Dans ce monde qui se targuait d’avoir tout inventé, je
n’apercevais rien d’original, mais seulement
des bribes mal comprises d’un savoir plus
ancien, et j’étais surpris par l’usage
inconsidéré, interdit dans toutes les
sociétés traditionnelles, de connaissance de
mode de vie, de tyrannies intellectuelles et
morales, qui ne peuvent conduire qu’à la
destruction de l’homme.
L’origine et la raison d’être des mythes, des rites, des
croyances m’apparaissaient évidentes, mais
nul ne semblait avoir la moindre notion de
leur sens.
Pourquoi le Sauveur, incarnation de Vishnou pour une région
et une époque donnée, doit-il naître dans
une grotte, pourquoi doivent se trouver près
de lui un bœuf, animal sacré, et un âne,
animal impur, pourquoi une vierge mère,
pourquoi trois rois et pourquoi des bergers,
pourquoi une étoile. Dans ce mystère sacré
et éternel, que tout enfant brahmane saurait
expliquer, les chrétiens ne voient plus que
du folklore. Une grande partie des récits
qui concernent la vie de Jésus ne font
d’ailleurs que reprendre ceux de l’enfant
Krishna ou de Shiva-Dionysos.
Au mont Athos beaucoup des légendes se référant à la
fondation des monastères sont empruntées au
mythe de Skanda, le fils de Shiva né dans un
buisson de roseaux, dont le culte est
interdit aux femmes bien que la déesse mère
règne sur la montagne où il s’est retiré
pour y mener une vie d’ermite. Les règles
monastiques sont similaires à celles des
ascètes shivaïtes qui sans nul doute se
retiraient sur cette montagne bien avant les
chrétiens comme l’attestent d’ailleurs des
vestiges de sanctuaires et des autels
antiques pour le sacrifice des taureaux.
Rien n’a changé que ce refus de reconnaître
ses sources qui fait dégénérer un profond
savoir en ignorante superstition. Évidemment
les mystiques par leur ascèse et la force de
leurs méditations dépassent aisément ce
stade de croyance aveugle et d’ignorance,
mais ils ne peuvent plus faire bénéficier
d’autres hommes de leur expérience
transcendante et se réfugient dans la
solitude.
Je pourrais citer d’innombrables exemples de survivances
dionysiaques, telle sue, par exemple, le
Dhekr extatique de l’Islam survivance du
dithyrambe qui correspond au Kirtana (chant
de gloire) des Hindous et ses équivalents
européens jusqu’à une époque récente. Les
rites pré-celtiques en Bretagne, la Troménie
et les Pardons, le deuil en orange, els
légendes magiques, le char de la mort, le
culte des sources et des génies des eaux
restent encore tout proches de leurs
équivalents indiens. Ann est l’ancien nom de
Shiva. Le culte et les légendes bretonnes de
Sainte Anne sont en fait dérivés des
légendes shivaïtes. L’usage du rosaire et
ses cinquante-quatre grains (moitié du
nombre sacré cent huit du chapelet hindou)
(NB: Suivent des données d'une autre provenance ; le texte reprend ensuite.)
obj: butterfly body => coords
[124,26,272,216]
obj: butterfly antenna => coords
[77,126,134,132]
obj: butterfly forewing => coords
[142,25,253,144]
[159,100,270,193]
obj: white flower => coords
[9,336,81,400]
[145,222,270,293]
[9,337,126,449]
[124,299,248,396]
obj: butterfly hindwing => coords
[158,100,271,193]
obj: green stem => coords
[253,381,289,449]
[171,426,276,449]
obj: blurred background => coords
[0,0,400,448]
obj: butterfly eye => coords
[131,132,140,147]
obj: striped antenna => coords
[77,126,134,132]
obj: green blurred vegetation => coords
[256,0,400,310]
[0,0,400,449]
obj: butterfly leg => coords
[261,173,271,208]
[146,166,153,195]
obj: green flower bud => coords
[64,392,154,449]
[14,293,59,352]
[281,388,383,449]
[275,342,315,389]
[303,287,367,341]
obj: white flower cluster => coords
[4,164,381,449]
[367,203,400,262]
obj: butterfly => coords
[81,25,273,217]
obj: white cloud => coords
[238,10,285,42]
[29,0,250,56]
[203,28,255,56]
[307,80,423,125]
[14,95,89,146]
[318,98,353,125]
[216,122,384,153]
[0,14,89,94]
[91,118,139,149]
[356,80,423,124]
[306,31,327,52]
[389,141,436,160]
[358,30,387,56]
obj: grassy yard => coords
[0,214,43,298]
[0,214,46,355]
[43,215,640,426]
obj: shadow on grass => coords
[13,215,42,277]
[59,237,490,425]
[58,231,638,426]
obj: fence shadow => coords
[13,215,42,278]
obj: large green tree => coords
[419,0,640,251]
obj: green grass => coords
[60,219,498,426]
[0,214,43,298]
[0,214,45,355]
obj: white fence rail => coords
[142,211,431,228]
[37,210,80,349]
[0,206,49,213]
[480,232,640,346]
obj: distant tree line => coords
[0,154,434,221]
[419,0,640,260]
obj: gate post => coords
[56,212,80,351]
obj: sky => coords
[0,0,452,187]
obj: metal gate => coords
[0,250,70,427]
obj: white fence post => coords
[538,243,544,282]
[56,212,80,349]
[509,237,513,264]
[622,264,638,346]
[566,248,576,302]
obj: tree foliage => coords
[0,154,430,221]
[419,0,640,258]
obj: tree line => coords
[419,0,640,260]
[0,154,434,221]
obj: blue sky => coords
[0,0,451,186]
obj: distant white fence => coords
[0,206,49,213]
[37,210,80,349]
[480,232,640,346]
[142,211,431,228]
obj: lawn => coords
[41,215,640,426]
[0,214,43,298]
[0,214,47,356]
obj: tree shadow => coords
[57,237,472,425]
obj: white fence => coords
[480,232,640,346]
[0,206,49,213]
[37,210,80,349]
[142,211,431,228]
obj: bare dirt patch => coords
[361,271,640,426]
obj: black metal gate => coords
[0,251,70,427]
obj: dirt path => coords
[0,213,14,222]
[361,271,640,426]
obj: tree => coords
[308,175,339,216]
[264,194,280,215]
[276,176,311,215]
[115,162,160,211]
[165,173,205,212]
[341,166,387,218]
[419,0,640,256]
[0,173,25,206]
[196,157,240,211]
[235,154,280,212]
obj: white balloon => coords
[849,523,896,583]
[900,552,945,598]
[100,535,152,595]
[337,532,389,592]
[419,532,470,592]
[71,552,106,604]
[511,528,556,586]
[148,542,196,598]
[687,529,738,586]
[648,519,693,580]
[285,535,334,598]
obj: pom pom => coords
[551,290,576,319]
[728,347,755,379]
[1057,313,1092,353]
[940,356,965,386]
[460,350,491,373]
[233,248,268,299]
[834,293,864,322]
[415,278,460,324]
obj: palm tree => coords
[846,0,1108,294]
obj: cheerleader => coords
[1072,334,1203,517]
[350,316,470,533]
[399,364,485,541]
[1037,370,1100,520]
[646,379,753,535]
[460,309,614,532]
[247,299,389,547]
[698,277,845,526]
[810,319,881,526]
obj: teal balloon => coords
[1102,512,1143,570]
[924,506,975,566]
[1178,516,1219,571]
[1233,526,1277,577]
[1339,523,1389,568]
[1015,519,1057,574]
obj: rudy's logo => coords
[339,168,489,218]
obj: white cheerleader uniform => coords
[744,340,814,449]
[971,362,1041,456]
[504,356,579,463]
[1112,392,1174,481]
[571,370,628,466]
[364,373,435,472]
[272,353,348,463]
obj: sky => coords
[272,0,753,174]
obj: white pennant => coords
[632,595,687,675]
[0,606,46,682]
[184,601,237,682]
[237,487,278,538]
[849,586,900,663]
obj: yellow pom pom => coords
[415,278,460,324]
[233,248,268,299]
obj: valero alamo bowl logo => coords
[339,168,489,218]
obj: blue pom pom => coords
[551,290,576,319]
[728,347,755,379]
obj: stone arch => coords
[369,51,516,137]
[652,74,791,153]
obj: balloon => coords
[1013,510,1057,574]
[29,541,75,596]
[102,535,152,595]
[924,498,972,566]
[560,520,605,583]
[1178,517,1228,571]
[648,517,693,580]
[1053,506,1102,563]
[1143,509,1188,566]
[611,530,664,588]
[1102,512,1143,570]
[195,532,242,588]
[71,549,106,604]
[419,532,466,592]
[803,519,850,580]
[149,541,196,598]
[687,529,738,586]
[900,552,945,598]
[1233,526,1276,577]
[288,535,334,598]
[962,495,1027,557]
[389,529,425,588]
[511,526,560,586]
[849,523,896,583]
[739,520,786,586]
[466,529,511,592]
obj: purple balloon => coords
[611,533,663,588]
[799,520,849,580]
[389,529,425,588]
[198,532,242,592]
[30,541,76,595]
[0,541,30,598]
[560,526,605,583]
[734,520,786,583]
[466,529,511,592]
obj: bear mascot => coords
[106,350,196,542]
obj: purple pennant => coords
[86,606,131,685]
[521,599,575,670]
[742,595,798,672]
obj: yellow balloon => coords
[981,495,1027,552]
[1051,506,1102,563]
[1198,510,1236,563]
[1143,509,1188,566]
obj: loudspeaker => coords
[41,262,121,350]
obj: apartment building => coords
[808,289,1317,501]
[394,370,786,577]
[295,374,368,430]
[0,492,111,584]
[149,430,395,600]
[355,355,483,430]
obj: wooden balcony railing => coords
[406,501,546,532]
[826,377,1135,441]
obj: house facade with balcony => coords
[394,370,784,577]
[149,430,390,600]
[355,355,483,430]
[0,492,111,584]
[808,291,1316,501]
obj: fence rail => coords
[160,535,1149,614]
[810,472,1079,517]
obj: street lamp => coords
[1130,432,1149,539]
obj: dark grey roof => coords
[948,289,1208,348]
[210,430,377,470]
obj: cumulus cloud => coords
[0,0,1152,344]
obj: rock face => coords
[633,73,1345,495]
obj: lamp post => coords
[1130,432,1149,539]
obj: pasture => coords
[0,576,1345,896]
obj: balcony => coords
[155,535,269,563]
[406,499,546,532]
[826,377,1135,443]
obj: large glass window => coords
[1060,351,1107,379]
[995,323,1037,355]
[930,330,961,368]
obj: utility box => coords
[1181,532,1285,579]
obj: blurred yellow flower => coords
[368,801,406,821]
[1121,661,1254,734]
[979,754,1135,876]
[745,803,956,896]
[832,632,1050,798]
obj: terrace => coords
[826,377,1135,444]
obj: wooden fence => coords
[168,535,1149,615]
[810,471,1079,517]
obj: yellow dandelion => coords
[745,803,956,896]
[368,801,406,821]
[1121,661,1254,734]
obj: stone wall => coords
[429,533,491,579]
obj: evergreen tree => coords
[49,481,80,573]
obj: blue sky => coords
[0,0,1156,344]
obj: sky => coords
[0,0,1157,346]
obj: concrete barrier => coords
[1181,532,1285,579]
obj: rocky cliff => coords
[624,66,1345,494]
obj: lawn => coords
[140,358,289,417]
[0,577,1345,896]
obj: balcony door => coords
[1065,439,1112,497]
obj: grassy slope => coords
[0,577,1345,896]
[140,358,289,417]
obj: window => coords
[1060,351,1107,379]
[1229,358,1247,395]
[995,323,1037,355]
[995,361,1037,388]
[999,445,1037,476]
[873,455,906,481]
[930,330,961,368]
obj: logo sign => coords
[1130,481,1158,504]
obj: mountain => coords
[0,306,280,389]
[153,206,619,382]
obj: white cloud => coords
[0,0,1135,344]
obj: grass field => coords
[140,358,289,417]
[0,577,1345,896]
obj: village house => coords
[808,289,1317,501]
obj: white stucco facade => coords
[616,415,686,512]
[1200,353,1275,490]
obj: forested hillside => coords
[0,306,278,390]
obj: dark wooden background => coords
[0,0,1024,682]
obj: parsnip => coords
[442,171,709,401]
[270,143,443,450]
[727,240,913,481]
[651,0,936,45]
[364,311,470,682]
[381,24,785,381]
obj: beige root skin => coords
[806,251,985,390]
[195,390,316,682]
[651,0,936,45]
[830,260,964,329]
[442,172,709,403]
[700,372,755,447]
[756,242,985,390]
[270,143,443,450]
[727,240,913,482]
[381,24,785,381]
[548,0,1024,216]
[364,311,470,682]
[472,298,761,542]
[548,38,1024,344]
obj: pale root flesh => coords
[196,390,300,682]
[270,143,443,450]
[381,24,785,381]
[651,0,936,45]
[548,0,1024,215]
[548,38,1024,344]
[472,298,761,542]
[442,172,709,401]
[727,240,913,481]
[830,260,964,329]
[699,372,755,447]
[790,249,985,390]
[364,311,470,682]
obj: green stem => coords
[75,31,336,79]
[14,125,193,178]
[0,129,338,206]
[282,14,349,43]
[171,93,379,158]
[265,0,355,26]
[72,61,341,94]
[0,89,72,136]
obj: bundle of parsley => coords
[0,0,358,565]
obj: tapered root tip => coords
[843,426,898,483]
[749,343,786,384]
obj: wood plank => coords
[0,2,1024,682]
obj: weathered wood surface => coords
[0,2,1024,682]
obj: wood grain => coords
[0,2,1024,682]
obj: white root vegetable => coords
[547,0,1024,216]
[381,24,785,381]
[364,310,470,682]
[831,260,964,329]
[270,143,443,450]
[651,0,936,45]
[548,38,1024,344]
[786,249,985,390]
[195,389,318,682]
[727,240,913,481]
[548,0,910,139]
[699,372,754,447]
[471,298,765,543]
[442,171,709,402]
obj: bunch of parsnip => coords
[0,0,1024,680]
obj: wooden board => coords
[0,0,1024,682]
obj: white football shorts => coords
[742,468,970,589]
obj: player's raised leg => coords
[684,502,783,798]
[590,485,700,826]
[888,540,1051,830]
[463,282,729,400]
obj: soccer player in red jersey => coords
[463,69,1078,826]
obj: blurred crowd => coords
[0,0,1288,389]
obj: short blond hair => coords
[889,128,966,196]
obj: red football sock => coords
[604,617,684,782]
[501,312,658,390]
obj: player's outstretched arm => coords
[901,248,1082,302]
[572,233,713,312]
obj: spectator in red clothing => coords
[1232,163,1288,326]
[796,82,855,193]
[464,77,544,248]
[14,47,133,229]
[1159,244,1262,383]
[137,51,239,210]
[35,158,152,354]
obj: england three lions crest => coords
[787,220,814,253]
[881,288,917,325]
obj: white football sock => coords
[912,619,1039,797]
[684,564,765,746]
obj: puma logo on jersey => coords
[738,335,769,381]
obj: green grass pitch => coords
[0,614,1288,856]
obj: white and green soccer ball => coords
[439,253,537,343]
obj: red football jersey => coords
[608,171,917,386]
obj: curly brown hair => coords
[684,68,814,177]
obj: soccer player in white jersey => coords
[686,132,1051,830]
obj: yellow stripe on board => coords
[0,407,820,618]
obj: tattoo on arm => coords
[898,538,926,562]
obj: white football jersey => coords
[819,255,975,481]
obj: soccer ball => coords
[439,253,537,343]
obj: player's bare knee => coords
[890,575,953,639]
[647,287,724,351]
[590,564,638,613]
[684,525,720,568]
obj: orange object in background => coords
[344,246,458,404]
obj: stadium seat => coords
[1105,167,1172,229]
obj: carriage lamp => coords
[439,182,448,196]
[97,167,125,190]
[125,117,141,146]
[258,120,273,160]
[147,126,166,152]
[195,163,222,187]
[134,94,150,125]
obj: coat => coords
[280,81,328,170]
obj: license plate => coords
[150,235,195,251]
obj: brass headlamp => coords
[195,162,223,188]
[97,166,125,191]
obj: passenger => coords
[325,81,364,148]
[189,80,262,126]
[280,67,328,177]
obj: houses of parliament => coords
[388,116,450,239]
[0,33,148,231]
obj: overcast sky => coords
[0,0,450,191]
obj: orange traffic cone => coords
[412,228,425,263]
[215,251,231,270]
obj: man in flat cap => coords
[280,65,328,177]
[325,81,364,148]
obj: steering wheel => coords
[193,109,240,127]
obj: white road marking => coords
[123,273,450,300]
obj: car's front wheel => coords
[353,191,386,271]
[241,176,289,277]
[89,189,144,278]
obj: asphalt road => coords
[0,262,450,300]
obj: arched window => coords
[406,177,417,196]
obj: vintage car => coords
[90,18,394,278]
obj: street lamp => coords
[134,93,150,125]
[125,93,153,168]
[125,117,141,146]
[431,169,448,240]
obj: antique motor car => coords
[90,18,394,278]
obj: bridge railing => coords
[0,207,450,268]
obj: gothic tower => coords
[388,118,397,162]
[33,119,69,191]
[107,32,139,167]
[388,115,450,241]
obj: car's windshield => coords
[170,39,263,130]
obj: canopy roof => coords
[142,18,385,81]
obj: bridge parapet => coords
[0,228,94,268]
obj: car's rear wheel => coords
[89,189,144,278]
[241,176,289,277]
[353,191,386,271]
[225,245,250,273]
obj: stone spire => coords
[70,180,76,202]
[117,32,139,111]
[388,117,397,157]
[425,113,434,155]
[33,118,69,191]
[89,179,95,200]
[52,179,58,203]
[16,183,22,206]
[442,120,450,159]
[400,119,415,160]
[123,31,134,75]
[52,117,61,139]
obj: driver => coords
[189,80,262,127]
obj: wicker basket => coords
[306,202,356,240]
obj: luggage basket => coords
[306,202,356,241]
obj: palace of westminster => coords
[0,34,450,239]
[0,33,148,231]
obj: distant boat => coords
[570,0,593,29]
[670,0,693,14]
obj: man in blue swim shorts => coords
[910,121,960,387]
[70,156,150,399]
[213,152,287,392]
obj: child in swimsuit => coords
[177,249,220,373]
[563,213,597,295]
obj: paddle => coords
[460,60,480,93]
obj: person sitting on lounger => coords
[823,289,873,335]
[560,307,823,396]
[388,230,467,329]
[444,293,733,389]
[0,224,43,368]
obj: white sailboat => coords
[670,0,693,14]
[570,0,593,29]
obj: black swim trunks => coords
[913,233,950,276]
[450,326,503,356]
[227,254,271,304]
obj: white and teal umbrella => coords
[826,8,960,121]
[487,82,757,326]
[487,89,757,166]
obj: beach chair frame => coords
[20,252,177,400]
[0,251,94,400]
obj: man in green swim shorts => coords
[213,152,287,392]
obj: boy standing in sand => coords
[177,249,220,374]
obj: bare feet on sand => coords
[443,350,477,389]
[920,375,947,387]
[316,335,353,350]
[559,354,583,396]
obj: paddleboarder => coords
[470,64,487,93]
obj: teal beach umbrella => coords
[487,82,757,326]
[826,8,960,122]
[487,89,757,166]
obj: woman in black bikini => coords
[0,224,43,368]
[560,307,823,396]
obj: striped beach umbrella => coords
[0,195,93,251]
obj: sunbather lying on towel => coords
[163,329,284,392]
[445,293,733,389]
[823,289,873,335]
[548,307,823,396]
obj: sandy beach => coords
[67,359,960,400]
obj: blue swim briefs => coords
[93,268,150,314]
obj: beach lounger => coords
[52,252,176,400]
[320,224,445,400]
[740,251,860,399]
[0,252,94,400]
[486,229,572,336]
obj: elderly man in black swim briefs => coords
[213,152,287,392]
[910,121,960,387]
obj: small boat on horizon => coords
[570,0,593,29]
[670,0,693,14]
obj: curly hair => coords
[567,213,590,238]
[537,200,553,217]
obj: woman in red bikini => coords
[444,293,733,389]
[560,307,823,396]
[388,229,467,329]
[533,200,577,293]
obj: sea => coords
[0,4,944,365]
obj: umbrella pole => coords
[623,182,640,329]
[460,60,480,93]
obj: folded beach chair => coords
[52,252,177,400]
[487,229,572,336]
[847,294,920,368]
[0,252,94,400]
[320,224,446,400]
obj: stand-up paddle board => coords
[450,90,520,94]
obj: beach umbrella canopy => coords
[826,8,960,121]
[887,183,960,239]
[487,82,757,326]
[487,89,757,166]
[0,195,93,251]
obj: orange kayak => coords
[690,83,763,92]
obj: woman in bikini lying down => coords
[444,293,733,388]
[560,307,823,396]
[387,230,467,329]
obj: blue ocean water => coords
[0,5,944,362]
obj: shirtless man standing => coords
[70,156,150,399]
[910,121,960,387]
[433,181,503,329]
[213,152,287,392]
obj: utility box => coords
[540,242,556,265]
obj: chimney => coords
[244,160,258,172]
provient du rite de Japa mentionné dans les
pratiques du Yoga. Le culte des reliques est
par contre un apport bouddhique.
Je me suis efforcé de présenter ici une conception du monde
et du divin qui m’était familière et telle
qu’elle apparaît à l’Hindou d’aujourd’hui,
sans chercher à en démêler les sources.
Devant l’avilissement d’une pensée religieuse devenue
purement dogmatique, puritaine et sociale,
non seulement en Occident mais dans l’Inde
moderne elle-même, il semble que la
redécouverte d’une mythologie symbolique,
d’une cosmologie qui ne sépare pas religion,
métaphysique et science, d’un respect plus
grand de la liberté d’être et de penser, qui
n’est en fait que le respect du créateur qui
a inventé l’homme, pourrait être la source
de cette ère nouvelle qui doit succéder aux
désastres qui menacent l’humanité. Je n’ai
pu donner ici que des aperçus très succincts
de l’immense littérature théologique et
mythologique de l’Inde.
J’ai cherché uniquement à rassembler quelques éléments
essentiels pour permettre une meilleure
compréhension de la conception hindoue de la
multiplicité du Divin et des dangers
inhérents à l’illusion monothéiste.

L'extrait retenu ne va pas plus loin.